# First nite tourney



## Shortdrift (Apr 5, 2004)

Fished a my very first night tourney Saturday 11 pm til Sunday 8am at Portage Lakes.. What a BLAST! Totally different than I anticipated as the night was very quiet and the bass turned on once the shore side bars shut down and all the butt heads managed to get their pontoons and Lake Erie sized boats back to their docks. My partner and I boated sixteen bass, lost six and missed at least ten or twelve more. I ended up with the big bass @ 20.25" and also managed to come in second place, one pound shy of first. I plan to make additional trips at night to other heavy traffic lakes and see if the tactic works. This switching back to bass fishing has been a lot of fun and a great return to my initial form of fishing with my Dad. I'm sure he was looking down and enjoying it also.


----------



## polebender (Oct 29, 2011)

That sounds like it was a blast! I've fished many tourneys over the years, but have never fished a night bass tournament! Great job for a second place finish! Congrats on big bass!


----------



## chrisrf815 (Jul 6, 2014)

Sounds awsome, nice job!


----------



## NCbassattack (May 5, 2014)

Shortdrift said:


> Fished a my very first night tourney Saturday 11 pm til Sunday 8am at Portage Lakes.. What a BLAST! Totally different than I anticipated as the night was very quiet and the bass turned on once the shore side bars shut down and all the butt heads managed to get their pontoons and Lake Erie sized boats back to their docks. My partner and I boated sixteen bass, lost six and missed at least ten or twelve more. I ended up with the big bass @ 20.25" and also managed to come in second place, one pound shy of first. I plan to make additional trips at night to other heavy traffic lakes and see if the tactic works. This switching back to bass fishing has been a lot of fun and a great return to my initial form of fishing with my Dad. I'm sure he was looking down and enjoying it also.

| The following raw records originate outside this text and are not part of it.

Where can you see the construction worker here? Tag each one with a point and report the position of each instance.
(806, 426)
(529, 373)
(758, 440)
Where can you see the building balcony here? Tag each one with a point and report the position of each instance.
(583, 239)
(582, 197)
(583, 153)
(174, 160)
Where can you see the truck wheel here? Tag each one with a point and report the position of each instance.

wHAT were y'all getting them on? We use Zoom Ole Monster worms in black, and they do well.


----------



## Shortdrift (Apr 5, 2004)

NCbassattack said:


> wHAT were y'all getting them on? We use Zoom Ole Monster worms in black, and they do well.

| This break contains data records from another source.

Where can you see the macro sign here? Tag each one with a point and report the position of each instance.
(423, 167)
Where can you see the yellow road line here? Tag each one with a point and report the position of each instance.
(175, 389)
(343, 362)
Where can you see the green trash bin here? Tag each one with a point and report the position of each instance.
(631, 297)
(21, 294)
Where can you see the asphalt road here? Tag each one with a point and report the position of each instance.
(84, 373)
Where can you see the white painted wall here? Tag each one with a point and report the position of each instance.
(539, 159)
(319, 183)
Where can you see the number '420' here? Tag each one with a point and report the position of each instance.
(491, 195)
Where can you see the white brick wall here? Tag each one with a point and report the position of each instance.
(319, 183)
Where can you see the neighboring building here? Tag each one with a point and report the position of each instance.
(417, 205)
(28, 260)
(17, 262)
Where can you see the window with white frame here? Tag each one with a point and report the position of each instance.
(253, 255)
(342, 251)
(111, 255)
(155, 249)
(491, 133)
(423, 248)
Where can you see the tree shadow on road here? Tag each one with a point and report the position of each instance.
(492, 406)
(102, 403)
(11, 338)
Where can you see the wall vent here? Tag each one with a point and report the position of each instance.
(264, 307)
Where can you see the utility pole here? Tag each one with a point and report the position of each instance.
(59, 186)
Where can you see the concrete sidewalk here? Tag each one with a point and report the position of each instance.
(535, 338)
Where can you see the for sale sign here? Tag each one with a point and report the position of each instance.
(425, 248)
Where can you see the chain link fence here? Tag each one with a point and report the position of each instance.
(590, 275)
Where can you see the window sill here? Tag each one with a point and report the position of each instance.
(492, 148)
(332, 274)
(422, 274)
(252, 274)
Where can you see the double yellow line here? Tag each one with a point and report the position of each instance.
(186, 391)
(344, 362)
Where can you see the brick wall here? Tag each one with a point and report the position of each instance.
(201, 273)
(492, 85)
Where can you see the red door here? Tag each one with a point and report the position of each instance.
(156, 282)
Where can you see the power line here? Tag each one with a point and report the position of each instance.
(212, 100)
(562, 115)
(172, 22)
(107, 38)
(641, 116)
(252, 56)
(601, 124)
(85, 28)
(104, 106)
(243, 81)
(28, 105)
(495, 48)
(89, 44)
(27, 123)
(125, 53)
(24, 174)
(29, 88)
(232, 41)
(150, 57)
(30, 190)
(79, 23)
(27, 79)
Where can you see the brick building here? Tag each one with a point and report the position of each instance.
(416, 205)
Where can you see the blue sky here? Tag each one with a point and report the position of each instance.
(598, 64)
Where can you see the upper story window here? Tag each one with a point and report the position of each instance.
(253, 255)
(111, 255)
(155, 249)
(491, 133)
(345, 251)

We are fishing black spinner baits with twin tail kickers over medium thick weed beds about one to one and a half foot below the surface. Had to bump the tops of the weeds or no action.
Also had a 10# channel come up and bite. Thought I had a 6 to 8 pound bass to start as that cat fought on the surface to begin with, then dove at the boat into the weeds. Finally hauled his ass up and saw it was a beautiful cat. Fun but a tad disappointing.


----------



## NCbassattack (May 5, 2014)

Only thing we ever threw at night was black torpedoes, black worms like the Ole Monster, and Culprit. We did well on these baits. Never thought about about a spinner bait, but it obviously worked for y'all.


----------



## laynhardwood (Dec 27, 2009)

Crank baits work well after dark also I do quite well on Erie after dark. Sometimes it is the only time I have to fish. The smallies are willing participants the only problem is a bunch of hooks in the dark. With proper lighting it's not a real big problem.


----------